Claudia Beard talks at 100,000 Genomes Project event
Last Reviewed 18/10/2017
By swan uk member, claudia beard
Claudia tells us what it was like to do her first talk to professionals at an event on the 100,000 Genomes Project hosted by Southern Health in partnership with Wessex Genomic Medicine Centre.
How did you get involved in talking at this event?
I am going through the induction process to join the SWAN UK team as a Parent Rep for Hampshire and I responded to a Facebook request on the SWAN UK Parent Rep Facebook group.
Have you ever done anything like this before?
No, never … which made it interesting. It was my first activity as a soon-tob-be Parent Rep, but certainly won’t be the last.
Why did you want to take part?
I wanted to share my story, remind the doctors and researchers that we appreciate all the work they do but also remind them to remember the patient behind the research.
How did you find talking about your personal experiences to an audience of professionals?
It was a lot easier than I thought. I wasn’t teaching them anything, but simply telling my story as a mum of a special needs, undiagnosed child.
Is this the kind of activity you want to do more of in your role as a Parent Rep?
Yes, I would love to be involved in doing more of these talks. I think it is important that we, as parents of an undiagnosed child, work closely with the doctors and researchers to bridge the gap between the medical side and family.

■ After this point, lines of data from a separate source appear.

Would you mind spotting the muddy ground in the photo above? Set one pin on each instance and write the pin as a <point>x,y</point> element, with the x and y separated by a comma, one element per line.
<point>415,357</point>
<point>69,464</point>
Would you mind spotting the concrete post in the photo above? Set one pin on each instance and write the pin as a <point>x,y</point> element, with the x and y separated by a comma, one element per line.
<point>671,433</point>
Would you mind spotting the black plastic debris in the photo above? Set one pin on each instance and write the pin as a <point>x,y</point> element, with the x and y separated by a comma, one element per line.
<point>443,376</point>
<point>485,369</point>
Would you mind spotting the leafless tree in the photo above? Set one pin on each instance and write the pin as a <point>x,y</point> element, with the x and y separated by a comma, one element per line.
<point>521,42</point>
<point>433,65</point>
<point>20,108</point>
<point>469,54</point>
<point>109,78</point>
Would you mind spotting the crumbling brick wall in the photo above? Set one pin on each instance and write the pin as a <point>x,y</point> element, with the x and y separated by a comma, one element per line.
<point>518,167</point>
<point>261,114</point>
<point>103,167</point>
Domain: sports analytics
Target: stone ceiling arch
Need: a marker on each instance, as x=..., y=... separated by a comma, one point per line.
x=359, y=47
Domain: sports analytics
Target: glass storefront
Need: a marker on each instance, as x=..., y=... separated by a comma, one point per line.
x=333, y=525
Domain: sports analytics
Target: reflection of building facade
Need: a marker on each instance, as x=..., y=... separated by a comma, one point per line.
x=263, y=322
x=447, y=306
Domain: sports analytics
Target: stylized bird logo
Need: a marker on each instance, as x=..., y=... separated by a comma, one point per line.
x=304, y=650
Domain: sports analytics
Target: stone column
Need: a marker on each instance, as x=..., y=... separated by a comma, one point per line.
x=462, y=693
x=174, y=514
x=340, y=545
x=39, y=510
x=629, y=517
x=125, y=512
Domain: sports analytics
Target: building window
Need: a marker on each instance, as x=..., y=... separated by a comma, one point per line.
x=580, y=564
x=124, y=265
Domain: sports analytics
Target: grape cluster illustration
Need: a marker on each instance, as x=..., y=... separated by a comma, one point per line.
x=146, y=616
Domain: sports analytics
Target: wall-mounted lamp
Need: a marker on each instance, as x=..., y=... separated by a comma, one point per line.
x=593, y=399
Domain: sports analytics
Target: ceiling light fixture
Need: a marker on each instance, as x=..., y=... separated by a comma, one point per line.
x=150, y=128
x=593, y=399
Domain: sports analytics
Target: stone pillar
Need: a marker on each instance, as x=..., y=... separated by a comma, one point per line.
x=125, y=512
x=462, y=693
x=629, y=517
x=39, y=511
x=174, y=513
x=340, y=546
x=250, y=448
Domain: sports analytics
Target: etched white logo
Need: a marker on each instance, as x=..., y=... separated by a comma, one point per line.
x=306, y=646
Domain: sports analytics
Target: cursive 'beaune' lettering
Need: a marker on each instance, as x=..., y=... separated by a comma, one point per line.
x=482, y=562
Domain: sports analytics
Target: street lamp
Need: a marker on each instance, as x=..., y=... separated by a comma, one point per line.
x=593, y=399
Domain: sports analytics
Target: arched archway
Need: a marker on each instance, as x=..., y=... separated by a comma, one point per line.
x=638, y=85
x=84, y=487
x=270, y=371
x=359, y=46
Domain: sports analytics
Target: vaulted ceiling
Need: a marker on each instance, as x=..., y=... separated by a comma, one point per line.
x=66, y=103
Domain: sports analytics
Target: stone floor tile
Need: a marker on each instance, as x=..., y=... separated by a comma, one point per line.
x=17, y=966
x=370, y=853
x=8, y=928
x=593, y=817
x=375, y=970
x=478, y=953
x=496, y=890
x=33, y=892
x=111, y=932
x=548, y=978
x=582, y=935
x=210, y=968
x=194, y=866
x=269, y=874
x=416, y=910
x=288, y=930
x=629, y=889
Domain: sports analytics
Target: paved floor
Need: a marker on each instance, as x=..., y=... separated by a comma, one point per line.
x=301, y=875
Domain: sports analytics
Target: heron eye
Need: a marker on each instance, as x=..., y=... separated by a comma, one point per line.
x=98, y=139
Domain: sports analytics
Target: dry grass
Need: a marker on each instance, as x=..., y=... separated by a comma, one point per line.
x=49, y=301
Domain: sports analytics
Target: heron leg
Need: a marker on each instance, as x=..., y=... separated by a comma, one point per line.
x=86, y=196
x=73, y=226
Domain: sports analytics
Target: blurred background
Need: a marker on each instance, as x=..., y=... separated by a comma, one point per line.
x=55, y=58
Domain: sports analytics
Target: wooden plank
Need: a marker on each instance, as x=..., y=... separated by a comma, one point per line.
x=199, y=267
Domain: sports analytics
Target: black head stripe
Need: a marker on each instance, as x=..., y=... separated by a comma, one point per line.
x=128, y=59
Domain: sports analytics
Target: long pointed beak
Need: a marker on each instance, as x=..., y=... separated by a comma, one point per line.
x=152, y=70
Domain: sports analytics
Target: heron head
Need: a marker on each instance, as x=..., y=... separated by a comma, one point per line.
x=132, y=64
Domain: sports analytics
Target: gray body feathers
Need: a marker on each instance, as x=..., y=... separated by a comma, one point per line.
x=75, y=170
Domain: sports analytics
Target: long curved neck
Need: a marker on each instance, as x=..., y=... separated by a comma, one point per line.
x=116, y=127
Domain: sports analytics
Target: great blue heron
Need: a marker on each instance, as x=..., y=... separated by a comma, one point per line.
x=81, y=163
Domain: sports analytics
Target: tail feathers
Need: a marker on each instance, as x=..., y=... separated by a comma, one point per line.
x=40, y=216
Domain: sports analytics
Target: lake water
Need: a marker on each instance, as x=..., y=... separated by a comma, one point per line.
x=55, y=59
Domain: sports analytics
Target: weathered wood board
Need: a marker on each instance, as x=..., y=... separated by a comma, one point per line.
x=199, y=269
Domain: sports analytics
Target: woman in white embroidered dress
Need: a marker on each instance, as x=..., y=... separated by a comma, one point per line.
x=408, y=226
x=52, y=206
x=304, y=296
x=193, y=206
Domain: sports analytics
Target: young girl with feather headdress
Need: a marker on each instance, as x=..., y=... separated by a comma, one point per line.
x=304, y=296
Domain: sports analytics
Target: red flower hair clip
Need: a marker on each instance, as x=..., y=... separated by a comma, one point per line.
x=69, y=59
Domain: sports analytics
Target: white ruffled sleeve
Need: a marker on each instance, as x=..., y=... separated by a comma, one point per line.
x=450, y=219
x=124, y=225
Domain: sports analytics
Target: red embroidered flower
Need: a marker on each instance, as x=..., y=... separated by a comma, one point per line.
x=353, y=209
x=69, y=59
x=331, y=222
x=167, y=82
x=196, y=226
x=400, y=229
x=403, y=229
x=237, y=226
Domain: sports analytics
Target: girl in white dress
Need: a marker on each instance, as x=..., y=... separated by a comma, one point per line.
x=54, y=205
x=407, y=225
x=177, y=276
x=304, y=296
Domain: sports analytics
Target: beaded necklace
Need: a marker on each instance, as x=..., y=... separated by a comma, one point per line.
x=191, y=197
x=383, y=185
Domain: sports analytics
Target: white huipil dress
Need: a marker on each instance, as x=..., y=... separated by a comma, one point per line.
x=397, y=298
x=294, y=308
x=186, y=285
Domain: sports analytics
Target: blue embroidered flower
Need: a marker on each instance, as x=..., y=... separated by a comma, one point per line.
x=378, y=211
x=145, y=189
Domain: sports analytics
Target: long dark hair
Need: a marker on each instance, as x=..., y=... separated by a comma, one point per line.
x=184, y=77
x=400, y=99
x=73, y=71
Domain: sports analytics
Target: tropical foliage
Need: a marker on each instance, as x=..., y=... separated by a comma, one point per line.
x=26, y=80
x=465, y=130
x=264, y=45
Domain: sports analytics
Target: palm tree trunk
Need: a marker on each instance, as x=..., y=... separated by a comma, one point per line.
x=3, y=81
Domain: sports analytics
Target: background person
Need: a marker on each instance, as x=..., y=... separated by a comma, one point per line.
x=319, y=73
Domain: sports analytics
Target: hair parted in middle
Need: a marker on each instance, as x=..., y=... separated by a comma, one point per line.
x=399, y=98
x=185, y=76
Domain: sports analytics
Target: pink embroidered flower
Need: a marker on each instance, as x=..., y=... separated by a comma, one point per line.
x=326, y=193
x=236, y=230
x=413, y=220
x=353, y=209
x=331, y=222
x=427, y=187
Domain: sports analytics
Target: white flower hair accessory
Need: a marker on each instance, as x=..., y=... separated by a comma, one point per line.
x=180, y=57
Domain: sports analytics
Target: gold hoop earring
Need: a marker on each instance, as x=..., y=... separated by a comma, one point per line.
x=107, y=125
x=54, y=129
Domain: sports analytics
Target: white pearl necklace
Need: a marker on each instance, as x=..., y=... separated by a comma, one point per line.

What do you think professionals got out of your talk?
The truth of what it is like with a child that is undiagnosed – the hardships and the worry. I hope I have given them an understanding of what life is like in limbo in the hope that when they go back to their practices, hospitals or clinics they can think of a way to touch base with families like mine and make sure they have the contact details to pass on for SWAN UK.
How easy is it to do things like this when you have an undiagnosed child?
I am very lucky to have my mum living nearby and I can trust her completely to watch my children as she understands Trent.
What advice would you give someone else who is thinking of doing something similar?
Just tell your story. No one else in the world can tell it better than you.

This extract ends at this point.